Breast Implant Rupture | Deflation

We all worry about breast implant deflation and rupture. The good news is that breast implants are extremely durable. They can withstand a great deal. However, breast implants are not lifetime devices. Unless you are near the end of your life, you will likely need more surgery in the future. While ruptures can happen at any time after implantation, they are more common as the implant ages. The older the implant is, the bigger the risk of rupture.

Causes of Breast Implant Rupture

Breast implants can rupture for a variety of reasons.

  • Folds or creases in the implant shell causes friction.

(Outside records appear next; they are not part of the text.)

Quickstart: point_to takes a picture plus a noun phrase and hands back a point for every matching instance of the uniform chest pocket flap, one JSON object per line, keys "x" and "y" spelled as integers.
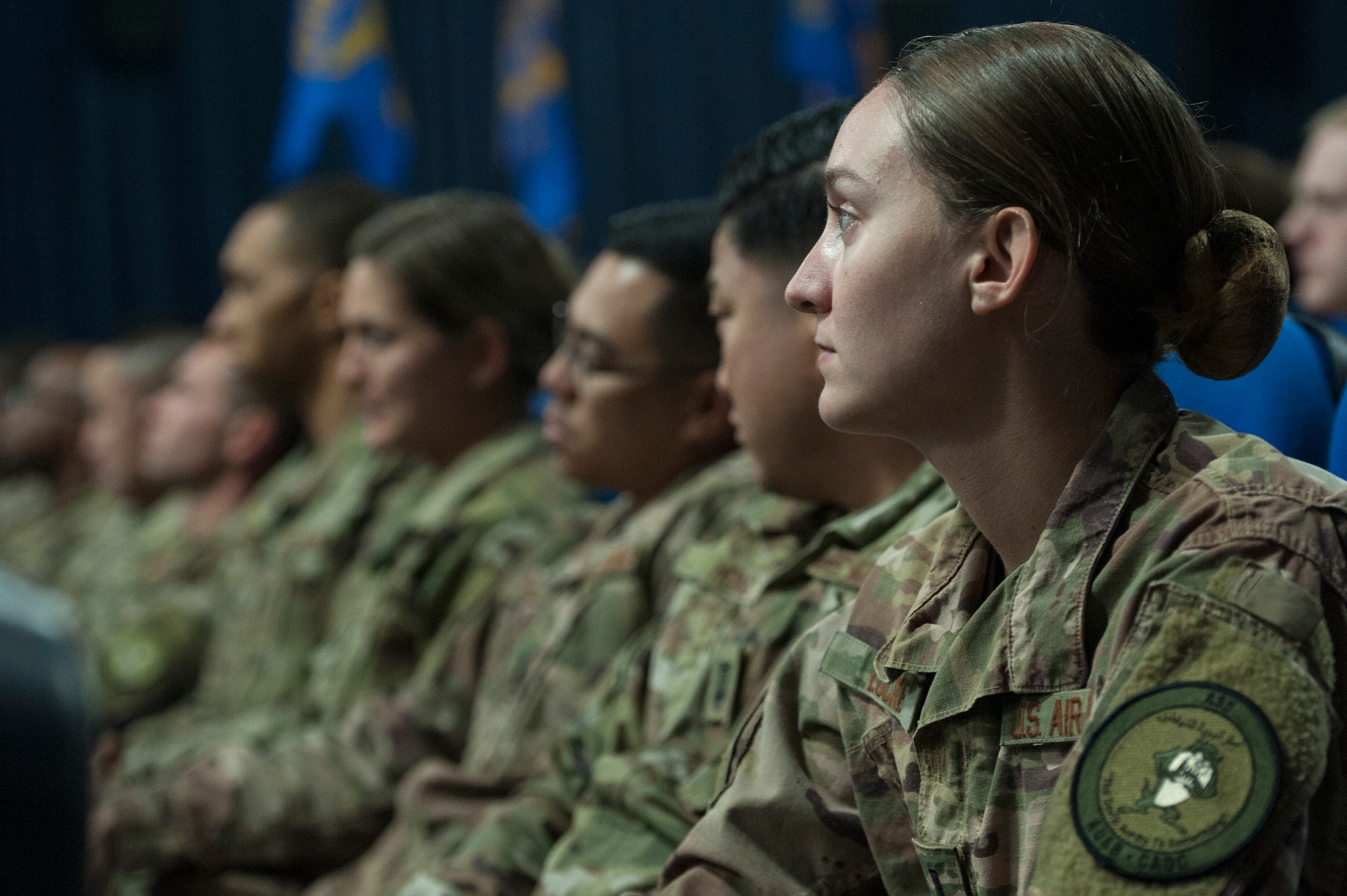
{"x": 946, "y": 870}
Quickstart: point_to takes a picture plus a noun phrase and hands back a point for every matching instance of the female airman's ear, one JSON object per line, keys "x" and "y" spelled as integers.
{"x": 1006, "y": 249}
{"x": 325, "y": 303}
{"x": 491, "y": 353}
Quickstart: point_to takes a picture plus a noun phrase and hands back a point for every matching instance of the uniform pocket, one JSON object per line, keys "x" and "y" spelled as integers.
{"x": 945, "y": 868}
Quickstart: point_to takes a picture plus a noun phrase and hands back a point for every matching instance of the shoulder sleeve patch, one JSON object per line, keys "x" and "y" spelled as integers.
{"x": 851, "y": 661}
{"x": 1175, "y": 782}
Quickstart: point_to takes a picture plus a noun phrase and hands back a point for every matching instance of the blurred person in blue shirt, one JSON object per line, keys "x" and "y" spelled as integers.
{"x": 1315, "y": 226}
{"x": 1290, "y": 399}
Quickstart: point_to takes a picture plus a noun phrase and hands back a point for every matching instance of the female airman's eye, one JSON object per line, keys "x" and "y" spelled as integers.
{"x": 378, "y": 337}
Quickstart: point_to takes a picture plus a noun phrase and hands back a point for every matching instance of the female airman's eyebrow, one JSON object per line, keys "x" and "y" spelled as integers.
{"x": 840, "y": 174}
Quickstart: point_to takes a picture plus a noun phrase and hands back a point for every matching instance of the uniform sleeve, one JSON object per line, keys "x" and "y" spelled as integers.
{"x": 504, "y": 855}
{"x": 787, "y": 821}
{"x": 1210, "y": 740}
{"x": 320, "y": 793}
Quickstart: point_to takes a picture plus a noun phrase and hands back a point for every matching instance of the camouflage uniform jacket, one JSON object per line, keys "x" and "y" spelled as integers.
{"x": 156, "y": 627}
{"x": 639, "y": 766}
{"x": 104, "y": 556}
{"x": 433, "y": 552}
{"x": 281, "y": 557}
{"x": 24, "y": 499}
{"x": 554, "y": 633}
{"x": 925, "y": 739}
{"x": 41, "y": 549}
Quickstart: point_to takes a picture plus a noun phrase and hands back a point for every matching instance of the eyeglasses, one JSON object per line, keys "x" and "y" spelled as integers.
{"x": 585, "y": 357}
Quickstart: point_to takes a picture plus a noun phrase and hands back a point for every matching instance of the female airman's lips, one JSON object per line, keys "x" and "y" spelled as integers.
{"x": 554, "y": 431}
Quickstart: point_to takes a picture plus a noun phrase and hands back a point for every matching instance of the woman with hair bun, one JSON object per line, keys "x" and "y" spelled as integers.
{"x": 1112, "y": 668}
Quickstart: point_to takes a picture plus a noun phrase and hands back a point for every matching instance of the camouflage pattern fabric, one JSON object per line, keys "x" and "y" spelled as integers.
{"x": 430, "y": 553}
{"x": 640, "y": 766}
{"x": 269, "y": 596}
{"x": 41, "y": 549}
{"x": 553, "y": 638}
{"x": 923, "y": 740}
{"x": 24, "y": 499}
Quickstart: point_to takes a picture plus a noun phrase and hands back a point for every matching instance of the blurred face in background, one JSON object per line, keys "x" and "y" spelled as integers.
{"x": 110, "y": 438}
{"x": 768, "y": 368}
{"x": 409, "y": 377}
{"x": 1315, "y": 226}
{"x": 265, "y": 314}
{"x": 185, "y": 421}
{"x": 42, "y": 417}
{"x": 616, "y": 419}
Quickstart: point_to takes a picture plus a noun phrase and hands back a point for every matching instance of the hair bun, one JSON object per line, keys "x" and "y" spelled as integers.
{"x": 1233, "y": 299}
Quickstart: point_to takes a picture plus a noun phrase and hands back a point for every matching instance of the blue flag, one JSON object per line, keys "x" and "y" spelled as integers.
{"x": 820, "y": 42}
{"x": 537, "y": 133}
{"x": 341, "y": 71}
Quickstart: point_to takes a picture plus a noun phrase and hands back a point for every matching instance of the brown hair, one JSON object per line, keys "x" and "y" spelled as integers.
{"x": 1092, "y": 140}
{"x": 321, "y": 214}
{"x": 1330, "y": 116}
{"x": 464, "y": 256}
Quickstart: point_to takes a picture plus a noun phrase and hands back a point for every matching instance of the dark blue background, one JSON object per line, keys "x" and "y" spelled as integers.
{"x": 118, "y": 186}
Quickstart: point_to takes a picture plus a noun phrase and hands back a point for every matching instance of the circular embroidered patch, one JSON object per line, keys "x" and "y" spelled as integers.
{"x": 1175, "y": 782}
{"x": 135, "y": 662}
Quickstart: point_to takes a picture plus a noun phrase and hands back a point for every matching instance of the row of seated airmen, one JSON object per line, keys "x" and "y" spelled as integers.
{"x": 360, "y": 626}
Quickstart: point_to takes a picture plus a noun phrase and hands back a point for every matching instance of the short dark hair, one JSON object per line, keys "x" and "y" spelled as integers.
{"x": 321, "y": 215}
{"x": 463, "y": 256}
{"x": 676, "y": 238}
{"x": 773, "y": 193}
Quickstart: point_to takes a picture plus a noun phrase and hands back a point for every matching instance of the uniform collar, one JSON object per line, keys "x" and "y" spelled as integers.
{"x": 985, "y": 633}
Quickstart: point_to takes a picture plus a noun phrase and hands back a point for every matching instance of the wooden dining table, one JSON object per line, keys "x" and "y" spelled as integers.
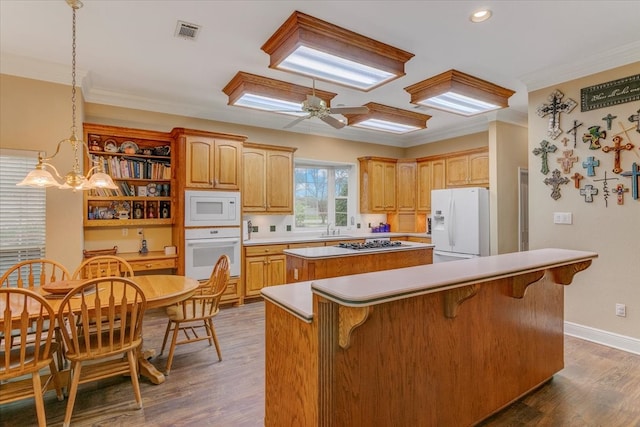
{"x": 159, "y": 290}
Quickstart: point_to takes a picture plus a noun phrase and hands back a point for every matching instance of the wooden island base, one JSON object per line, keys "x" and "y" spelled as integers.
{"x": 476, "y": 336}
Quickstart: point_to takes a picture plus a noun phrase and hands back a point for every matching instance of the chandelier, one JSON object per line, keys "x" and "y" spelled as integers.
{"x": 74, "y": 179}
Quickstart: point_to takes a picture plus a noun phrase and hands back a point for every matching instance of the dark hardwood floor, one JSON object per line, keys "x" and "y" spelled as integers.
{"x": 599, "y": 386}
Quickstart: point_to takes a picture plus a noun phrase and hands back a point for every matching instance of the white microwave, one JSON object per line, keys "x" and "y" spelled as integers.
{"x": 211, "y": 208}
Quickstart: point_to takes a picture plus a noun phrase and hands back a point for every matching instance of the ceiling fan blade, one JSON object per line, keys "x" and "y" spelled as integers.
{"x": 349, "y": 110}
{"x": 296, "y": 121}
{"x": 332, "y": 121}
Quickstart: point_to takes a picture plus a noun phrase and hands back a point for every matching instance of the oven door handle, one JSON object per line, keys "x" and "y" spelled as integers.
{"x": 199, "y": 243}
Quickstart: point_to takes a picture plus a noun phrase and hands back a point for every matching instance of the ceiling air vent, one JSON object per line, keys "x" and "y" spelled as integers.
{"x": 184, "y": 30}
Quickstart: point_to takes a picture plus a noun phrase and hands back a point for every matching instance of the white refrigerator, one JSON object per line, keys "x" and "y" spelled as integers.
{"x": 459, "y": 223}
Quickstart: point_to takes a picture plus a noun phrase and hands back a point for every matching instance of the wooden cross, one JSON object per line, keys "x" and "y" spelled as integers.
{"x": 605, "y": 188}
{"x": 620, "y": 190}
{"x": 636, "y": 118}
{"x": 588, "y": 192}
{"x": 554, "y": 108}
{"x": 566, "y": 161}
{"x": 609, "y": 118}
{"x": 576, "y": 179}
{"x": 634, "y": 173}
{"x": 593, "y": 137}
{"x": 617, "y": 147}
{"x": 555, "y": 181}
{"x": 574, "y": 131}
{"x": 543, "y": 151}
{"x": 590, "y": 164}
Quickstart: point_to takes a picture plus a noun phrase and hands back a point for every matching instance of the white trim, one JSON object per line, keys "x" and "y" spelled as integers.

The constant friction can weaken the implant shell, resulting in a rupture or slow deflation.
  • Damage to the implant by surgical instruments
  • Injuries such as hard falls or any direct, forceful pressure to the chest
The implants can be damaged during insertion.
  • Closed capsulotomy, which is purposeful and forceful squeezing of the implant.
  • Mammography screenings can damage implants if too much force is exerted.
  • Severe cases of capsule contracture can squeeze the implant to the point of rupture.
  • They can just “wear out” over time.

Saline breast implants can deflate quickly, or over a period of time. For example, in the event of a bad fall, the impact on saline breast implants can cause an immediate rupture. If the implant is damaged enough, it will deflate rather quickly. On the other hand, if there is an issue with the valve, such as a slow leak, it may take considerably longer for the rupture to become noticeable. The main symptom of a saline rupture is a loss of volume.

Silicone Gel Breast Implant Rupture

Today’s generation of silicone gel breast implants don’t rupture. While the shell can break, the silicone does not “run out” of the shell like saline. This is because silicone gel breast implants are very viscous, meaning that the silicone gel sticks together, as shown in the video below.

Most of the time, silicone gel breast implants are “silent”, which means the rupture doesn’t produce any symptoms, and is often undetected until it is found on a breast MRI. However, physical symptoms can occur with silicone breast implants, including:

  • Hard knots or lumps surrounding the implant or in the armpit
  • Change or loss of size or shape of the breast
  • Pain, tingling, swelling, numbness, burning, or hardening of the breast

Because most ruptures don’t produce the symptoms noted above, breast implant manufacturers recommend that women with silicone breast implants have an MRI with breast coil every 2-3 years, as this method is the only non-invasive way to properly diagnose a ruptured silicone breast implant.